TECHNICAL VIEW.  Three technical points today:


1.        Yesterday was a prime example of how computerized, black box oriented, or just say hedge fund dominated today’s stock market has become.  The market was programmed to go up, right in the face of more and more bad news coming out.  A glaring example of this “buy ‘em all” approach, buying hundreds of stocks all at once with one push of a button yesterday was the price of gold bullion being down about five bucks, trading under $800 an ounce.  And the bullion-tracking streetTracks Gold Trust stock, symbol GLD, being down as well.  But when I checked the widely-followed Philly Stock Exchange Gold & Silver Index (symbol XAU) it was up.  To me that shows when these massive buy or sell orders roll in, hedge funds buy the whole kit and caboodle, not differentiating among sectors at all.  That’s why it’s so difficult for the individual day trader to keep ahead of the market.  Remember I committed to day trading for a whole year two years back and found it incredibly difficult.  I ended the year up a little but not enough to stay with it.  Today’s market action though still leaves swing trading, buying and holding for days or weeks open to all, and profitable.  I’m having quite a good year buying and holding for longer periods.  And when finding a hot group, like solar energy stocks this year, holding for weeks and months.  Schwartz View:  Plus yesterday was a prime example of when a market can’t go down after a couple of days, it generally means it wants to go up.  Put that in your bag of tricks too.
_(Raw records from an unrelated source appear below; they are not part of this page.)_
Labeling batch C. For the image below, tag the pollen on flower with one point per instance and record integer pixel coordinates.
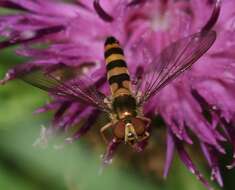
(76, 33)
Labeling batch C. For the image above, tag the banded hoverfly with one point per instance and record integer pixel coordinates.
(125, 104)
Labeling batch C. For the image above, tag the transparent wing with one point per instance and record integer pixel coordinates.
(174, 60)
(79, 90)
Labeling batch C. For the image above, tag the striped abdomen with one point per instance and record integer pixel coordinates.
(117, 72)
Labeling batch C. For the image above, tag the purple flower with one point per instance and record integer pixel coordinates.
(201, 102)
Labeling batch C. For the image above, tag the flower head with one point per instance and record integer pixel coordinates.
(201, 102)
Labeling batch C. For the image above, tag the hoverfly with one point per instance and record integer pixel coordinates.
(124, 105)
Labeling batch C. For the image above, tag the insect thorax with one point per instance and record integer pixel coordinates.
(124, 105)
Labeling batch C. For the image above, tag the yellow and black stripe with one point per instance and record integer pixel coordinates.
(117, 72)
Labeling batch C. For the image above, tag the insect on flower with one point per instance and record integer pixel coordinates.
(125, 104)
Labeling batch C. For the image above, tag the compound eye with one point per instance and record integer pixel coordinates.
(119, 130)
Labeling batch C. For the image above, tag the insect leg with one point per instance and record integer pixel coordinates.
(103, 129)
(145, 119)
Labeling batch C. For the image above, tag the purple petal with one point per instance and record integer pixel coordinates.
(88, 124)
(214, 17)
(110, 151)
(169, 153)
(213, 163)
(190, 165)
(100, 11)
(30, 36)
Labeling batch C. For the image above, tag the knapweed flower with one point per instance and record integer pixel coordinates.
(201, 103)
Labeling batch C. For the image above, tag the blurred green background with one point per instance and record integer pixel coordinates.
(76, 166)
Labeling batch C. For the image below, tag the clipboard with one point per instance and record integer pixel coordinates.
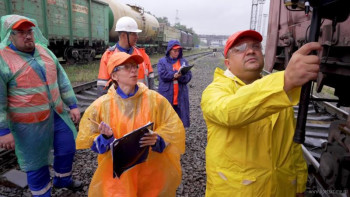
(126, 151)
(184, 69)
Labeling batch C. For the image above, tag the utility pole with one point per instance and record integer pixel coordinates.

2.        The 50% Rule and Head & Shoulder’s Bottoms.  Yesterday’s big, flashy splashy rally brought both the Dow Industrials and S&P 500 up to close right at their 50% retracement levels (of their October 9th to November 26th declines).  Thus today’s close, if  the early morning strength holds, should put both more than halfway back up to their highs from their recent lows.  According to the 50% Rule, just do a teeter-totter visualization, natural forces should propel both back to near their old highs.  That’s if nothing bad, like an intraday reversal, pops up today.  Schwartz View:  With today’s high volatility, even if the market is up gigundo at 2 p.m., we won’t know for sure until the closing minutes whether the market’s a buy or not based on this rule.  So trade like a pro today, whereas the rule is that amateurs buy near the opening, pros buy near the close.


3.        Seasonals Not So Reliable … But Still.  Hedge funds now look to get ahead of the curve, to gain a “first mover” advantage, so beware the seasonals.  Still, some do work and I saw some stats yesterday, a portion of which I’ve already reported in previous letters but it doesn’t hurt to refresh and supplement, right?  December has been up 75% of the time since 1929.  And is the 2nd best month of the year.  Plus when November was down more than -4%, like this year, the S&P 500 has recaptured all of its losses and more, +5.6%, five out of five years.  Schwartz View:  Everyone is saying breaking above S&P 500 1490 is a big key.  And that if we do, we’ll just zoom back up.  Remember also that powerhouse Goldman Sachs long ago predicted S&P 1600 by the end of 2007.  And remember also that Goldman’s been recently accused of manipulating markets, like most everyone in power used to do back in the olden days (in the early 1900s).  And that MAD MONEY’s Cramer says he used to attempt to move markets himself when he was a full time hedge fund guy.  So traders should have some near term longs as well as longer term shorts.